なお、容疑者は遺書を残しており、その内容は殺害した教授2名の犯行動機だった。かつて2人にいじめられたこと、名誉を傷つけられたことを挙げ、最後に「絶対に許せない」と書かれていたという。
容疑者の立てこもりから自殺に至るまでの経緯を生中継したメディアに対しては「今回の報道は行き過ぎ」や「ショッキングな映像はモラルに反する」、「容疑者に対する人権侵害だ」などの批判がネット上で相次いだ。

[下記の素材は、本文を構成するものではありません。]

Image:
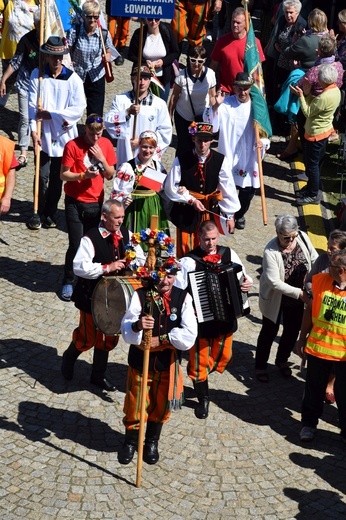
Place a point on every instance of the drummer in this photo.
(101, 252)
(173, 328)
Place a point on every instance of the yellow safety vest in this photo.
(327, 338)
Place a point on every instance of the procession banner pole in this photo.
(147, 335)
(37, 150)
(257, 137)
(144, 383)
(260, 174)
(139, 62)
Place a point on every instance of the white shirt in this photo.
(182, 337)
(83, 265)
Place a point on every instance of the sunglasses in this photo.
(289, 237)
(196, 60)
(97, 119)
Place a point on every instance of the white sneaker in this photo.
(307, 433)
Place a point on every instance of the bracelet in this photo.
(134, 327)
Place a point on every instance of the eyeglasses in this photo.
(97, 119)
(289, 237)
(196, 60)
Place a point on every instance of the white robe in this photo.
(151, 117)
(65, 101)
(237, 139)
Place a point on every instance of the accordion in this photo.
(217, 294)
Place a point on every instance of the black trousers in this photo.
(50, 185)
(95, 95)
(291, 320)
(80, 217)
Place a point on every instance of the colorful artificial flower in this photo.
(212, 259)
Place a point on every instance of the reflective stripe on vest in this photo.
(327, 338)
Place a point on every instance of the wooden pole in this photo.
(37, 150)
(139, 62)
(260, 173)
(257, 137)
(147, 334)
(108, 65)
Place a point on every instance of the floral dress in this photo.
(145, 202)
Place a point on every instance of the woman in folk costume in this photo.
(167, 313)
(130, 183)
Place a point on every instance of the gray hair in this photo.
(295, 4)
(37, 17)
(107, 206)
(286, 223)
(327, 73)
(339, 257)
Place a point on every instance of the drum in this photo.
(110, 300)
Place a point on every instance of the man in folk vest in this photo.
(8, 164)
(168, 313)
(200, 183)
(101, 253)
(322, 342)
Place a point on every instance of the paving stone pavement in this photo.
(59, 440)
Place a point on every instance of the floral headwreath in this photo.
(163, 266)
(201, 128)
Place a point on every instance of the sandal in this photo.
(284, 156)
(23, 160)
(329, 398)
(262, 376)
(66, 292)
(284, 369)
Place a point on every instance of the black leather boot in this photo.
(127, 451)
(202, 391)
(152, 436)
(98, 376)
(68, 360)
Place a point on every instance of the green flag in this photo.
(253, 66)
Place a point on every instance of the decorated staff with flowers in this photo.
(232, 117)
(167, 313)
(137, 185)
(200, 185)
(213, 348)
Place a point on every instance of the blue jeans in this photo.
(80, 217)
(317, 374)
(314, 152)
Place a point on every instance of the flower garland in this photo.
(163, 265)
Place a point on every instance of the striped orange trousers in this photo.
(156, 398)
(189, 21)
(209, 355)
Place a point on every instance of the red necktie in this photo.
(166, 299)
(116, 238)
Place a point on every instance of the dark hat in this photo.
(144, 71)
(201, 129)
(54, 45)
(242, 79)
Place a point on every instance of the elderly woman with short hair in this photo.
(287, 259)
(319, 113)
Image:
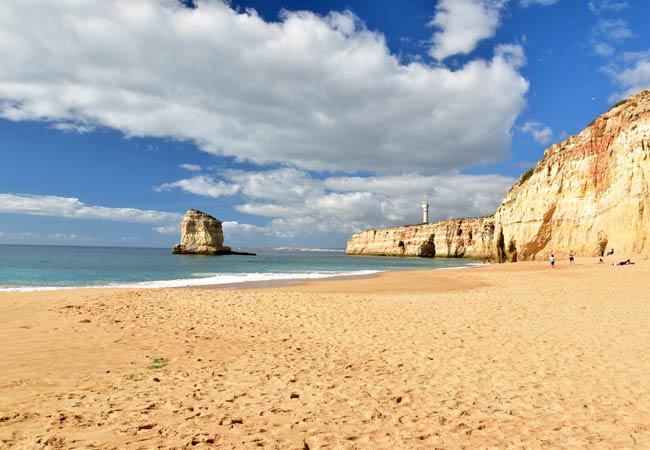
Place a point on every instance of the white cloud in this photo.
(527, 3)
(296, 203)
(48, 205)
(543, 134)
(317, 93)
(191, 167)
(600, 6)
(603, 49)
(462, 25)
(201, 185)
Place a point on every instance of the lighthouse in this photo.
(425, 209)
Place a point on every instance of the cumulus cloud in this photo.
(49, 205)
(527, 3)
(295, 202)
(317, 93)
(201, 185)
(462, 24)
(540, 132)
(191, 167)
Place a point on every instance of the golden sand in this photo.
(506, 356)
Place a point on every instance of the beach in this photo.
(503, 356)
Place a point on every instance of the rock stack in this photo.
(201, 234)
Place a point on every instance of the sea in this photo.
(40, 267)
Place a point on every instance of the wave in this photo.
(214, 280)
(293, 249)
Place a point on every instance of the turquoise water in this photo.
(38, 267)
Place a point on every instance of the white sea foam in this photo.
(207, 281)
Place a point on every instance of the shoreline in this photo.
(508, 356)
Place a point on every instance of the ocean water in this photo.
(26, 267)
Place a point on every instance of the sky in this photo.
(296, 123)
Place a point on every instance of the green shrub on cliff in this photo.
(526, 175)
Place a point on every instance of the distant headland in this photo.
(202, 234)
(588, 193)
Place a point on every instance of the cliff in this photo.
(589, 192)
(200, 234)
(455, 238)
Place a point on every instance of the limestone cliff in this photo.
(455, 238)
(590, 191)
(201, 234)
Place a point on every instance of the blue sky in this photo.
(295, 123)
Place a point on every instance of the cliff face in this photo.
(200, 234)
(455, 238)
(591, 190)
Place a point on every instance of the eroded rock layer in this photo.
(201, 234)
(590, 191)
(455, 238)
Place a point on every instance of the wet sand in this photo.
(505, 356)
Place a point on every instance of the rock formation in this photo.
(591, 190)
(455, 238)
(588, 192)
(201, 234)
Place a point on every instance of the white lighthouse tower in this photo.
(425, 209)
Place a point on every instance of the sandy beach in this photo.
(505, 356)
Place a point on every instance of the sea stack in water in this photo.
(201, 234)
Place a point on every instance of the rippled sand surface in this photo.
(506, 356)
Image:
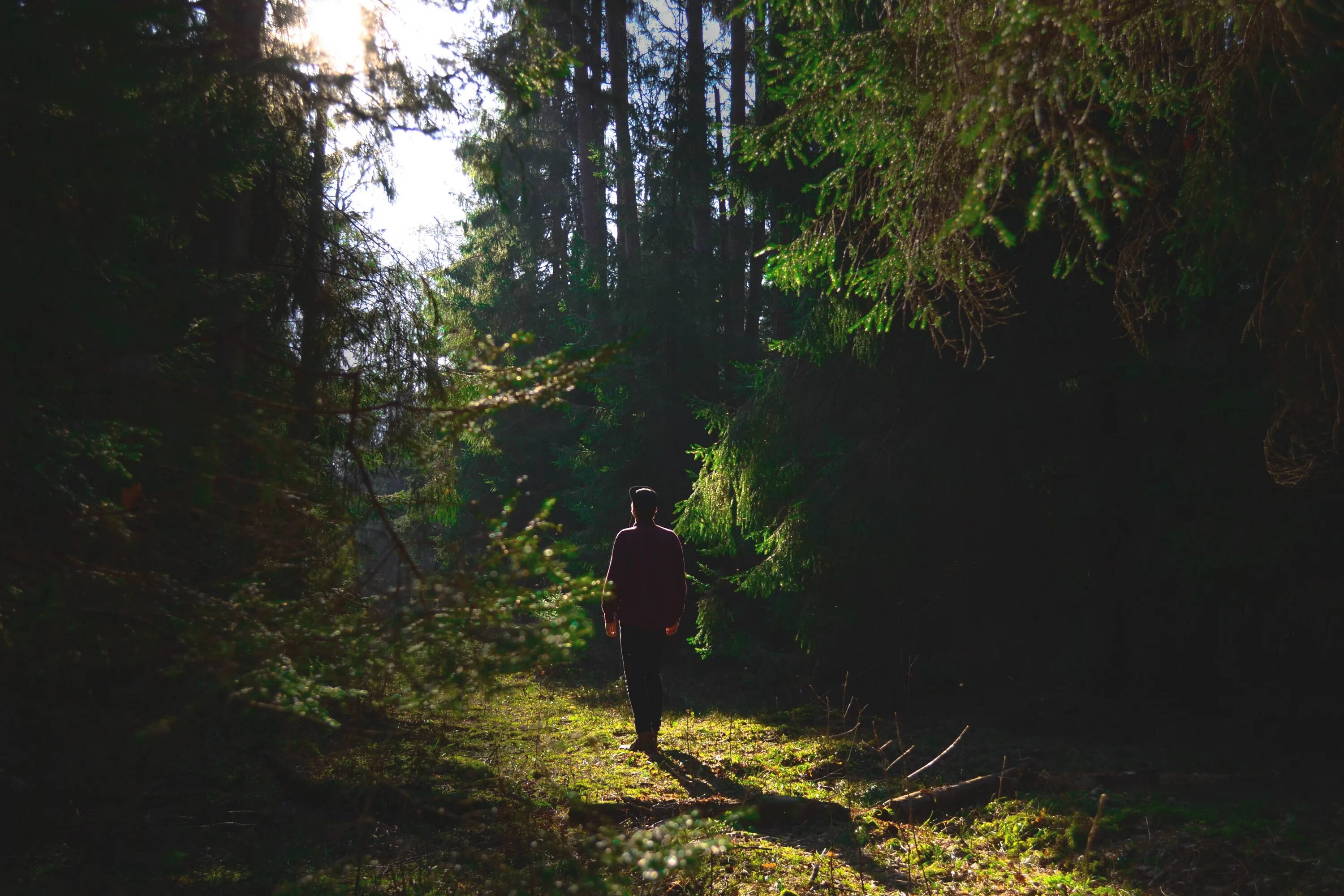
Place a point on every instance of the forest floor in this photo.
(484, 802)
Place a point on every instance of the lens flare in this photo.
(336, 31)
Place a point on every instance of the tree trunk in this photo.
(592, 218)
(698, 158)
(756, 287)
(734, 273)
(308, 284)
(627, 207)
(241, 25)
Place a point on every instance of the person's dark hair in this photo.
(646, 500)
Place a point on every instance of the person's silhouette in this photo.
(647, 597)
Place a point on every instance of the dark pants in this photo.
(642, 655)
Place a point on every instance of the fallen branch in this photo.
(945, 801)
(771, 810)
(900, 758)
(939, 758)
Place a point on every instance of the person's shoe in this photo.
(644, 742)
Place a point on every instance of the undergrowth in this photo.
(479, 802)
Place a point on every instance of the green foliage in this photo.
(233, 435)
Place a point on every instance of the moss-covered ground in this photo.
(478, 802)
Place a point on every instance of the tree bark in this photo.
(756, 287)
(627, 207)
(734, 300)
(308, 288)
(698, 158)
(592, 217)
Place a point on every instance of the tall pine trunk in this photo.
(756, 287)
(698, 158)
(627, 210)
(589, 139)
(241, 25)
(734, 300)
(308, 288)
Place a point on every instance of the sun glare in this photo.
(335, 30)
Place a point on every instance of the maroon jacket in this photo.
(647, 577)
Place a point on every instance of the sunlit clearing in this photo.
(336, 31)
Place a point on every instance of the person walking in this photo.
(647, 583)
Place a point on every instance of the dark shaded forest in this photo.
(988, 359)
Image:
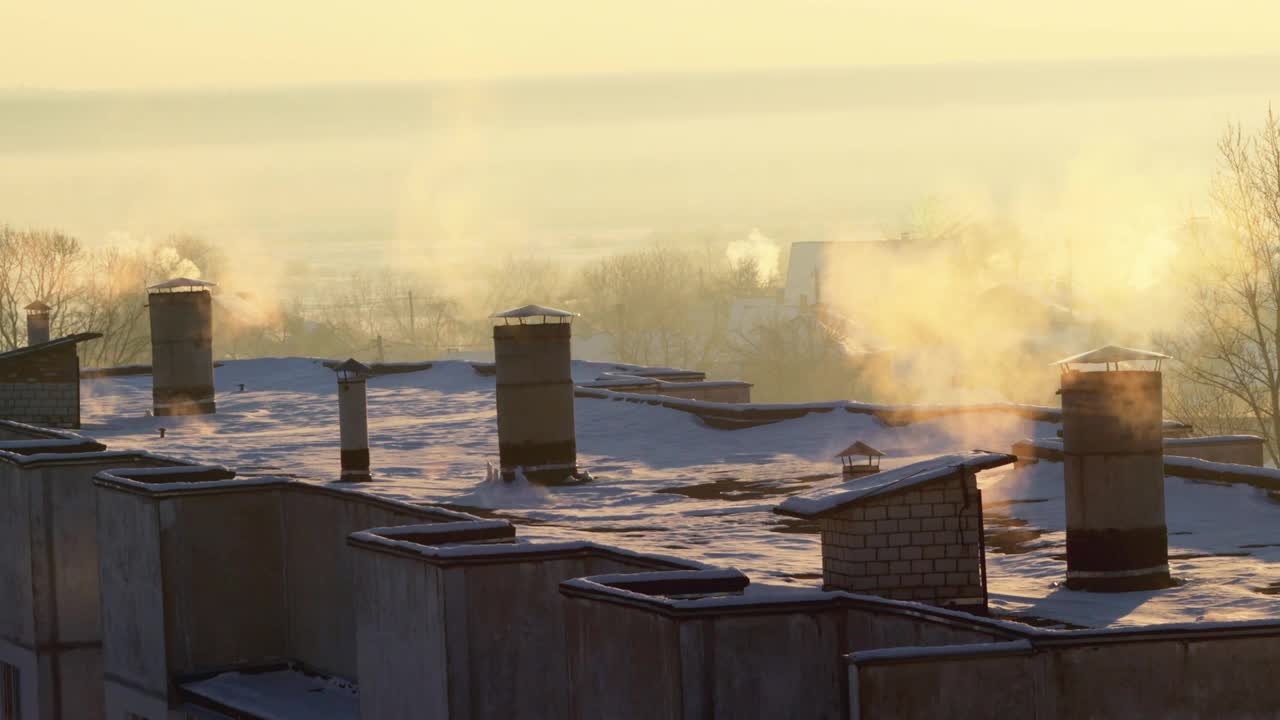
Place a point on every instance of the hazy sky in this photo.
(152, 44)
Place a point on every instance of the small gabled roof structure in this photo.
(859, 449)
(890, 482)
(181, 285)
(351, 369)
(45, 346)
(1111, 355)
(528, 311)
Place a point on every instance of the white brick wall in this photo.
(922, 545)
(54, 405)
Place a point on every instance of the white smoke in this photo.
(757, 246)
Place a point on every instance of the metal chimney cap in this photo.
(1109, 354)
(178, 285)
(859, 449)
(352, 367)
(535, 311)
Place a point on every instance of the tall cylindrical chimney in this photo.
(182, 347)
(1112, 442)
(37, 323)
(535, 393)
(353, 419)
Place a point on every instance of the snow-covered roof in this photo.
(859, 447)
(534, 311)
(888, 482)
(177, 283)
(51, 345)
(1111, 354)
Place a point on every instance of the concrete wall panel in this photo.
(319, 573)
(17, 610)
(624, 662)
(224, 591)
(132, 591)
(401, 650)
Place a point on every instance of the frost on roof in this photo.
(888, 482)
(534, 311)
(1112, 354)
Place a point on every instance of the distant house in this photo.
(40, 383)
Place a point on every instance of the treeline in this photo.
(658, 305)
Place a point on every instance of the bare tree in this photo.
(1233, 331)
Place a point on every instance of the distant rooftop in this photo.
(177, 285)
(888, 482)
(1109, 354)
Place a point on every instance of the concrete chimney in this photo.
(1116, 538)
(37, 323)
(182, 347)
(535, 393)
(353, 419)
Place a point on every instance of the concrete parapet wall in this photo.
(204, 572)
(470, 630)
(769, 652)
(1178, 671)
(1237, 450)
(49, 573)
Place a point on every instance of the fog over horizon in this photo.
(575, 167)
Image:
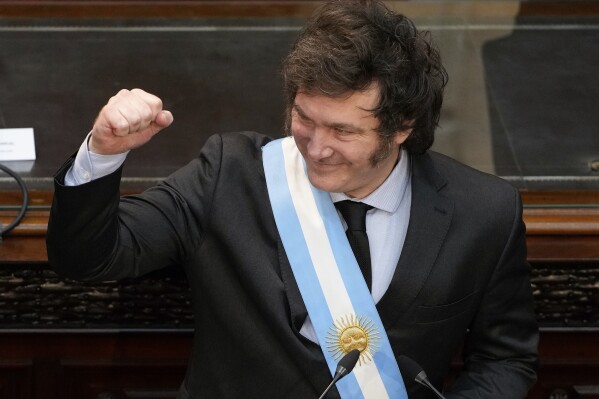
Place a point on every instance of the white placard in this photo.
(17, 144)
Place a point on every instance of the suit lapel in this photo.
(430, 216)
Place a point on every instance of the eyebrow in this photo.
(338, 125)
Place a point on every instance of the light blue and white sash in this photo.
(336, 296)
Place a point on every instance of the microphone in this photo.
(344, 367)
(414, 372)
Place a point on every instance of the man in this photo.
(278, 296)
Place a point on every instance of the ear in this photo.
(401, 136)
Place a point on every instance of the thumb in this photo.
(164, 119)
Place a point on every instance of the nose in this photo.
(319, 146)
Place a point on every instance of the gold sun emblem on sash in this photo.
(352, 332)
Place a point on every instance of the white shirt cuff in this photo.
(89, 166)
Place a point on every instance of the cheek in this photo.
(300, 133)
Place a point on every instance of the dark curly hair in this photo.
(347, 45)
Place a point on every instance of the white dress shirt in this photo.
(386, 224)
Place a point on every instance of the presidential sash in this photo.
(336, 296)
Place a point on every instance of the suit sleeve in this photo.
(95, 234)
(500, 350)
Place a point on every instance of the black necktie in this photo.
(354, 214)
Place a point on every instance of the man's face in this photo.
(337, 138)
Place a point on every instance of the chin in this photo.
(329, 184)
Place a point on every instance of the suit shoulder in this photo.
(473, 190)
(458, 173)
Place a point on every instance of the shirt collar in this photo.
(388, 195)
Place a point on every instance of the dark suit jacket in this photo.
(462, 277)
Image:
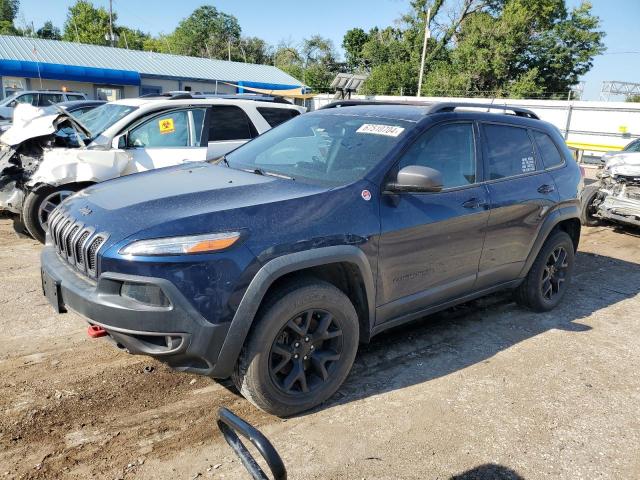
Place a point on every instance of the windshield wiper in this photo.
(265, 173)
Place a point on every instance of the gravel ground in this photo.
(486, 390)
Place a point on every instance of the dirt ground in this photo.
(483, 391)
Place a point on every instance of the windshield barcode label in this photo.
(388, 130)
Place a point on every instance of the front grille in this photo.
(75, 243)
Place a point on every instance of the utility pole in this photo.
(111, 37)
(427, 35)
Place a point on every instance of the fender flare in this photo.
(269, 273)
(565, 212)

交渉術など心理学に詳しいNIDA大学のアーノン教授は事件の映像を見て「カメラに撮影され続けながら、警察の説得も受けていた容疑者は取り囲まれた状況に対してかなりのプレッシャーを感じ、自殺に追い込まれたのではないか。もし、警察がしっかり報道規制を敷いて容疑者への説得を適切に行っていれば、自殺を食い止められた可能性がある」と自身のSNS上に投稿した。この意見には多くの賛同が寄せられ、警察の対応能力とメディアの報道姿勢の問題が浮き彫りとなった。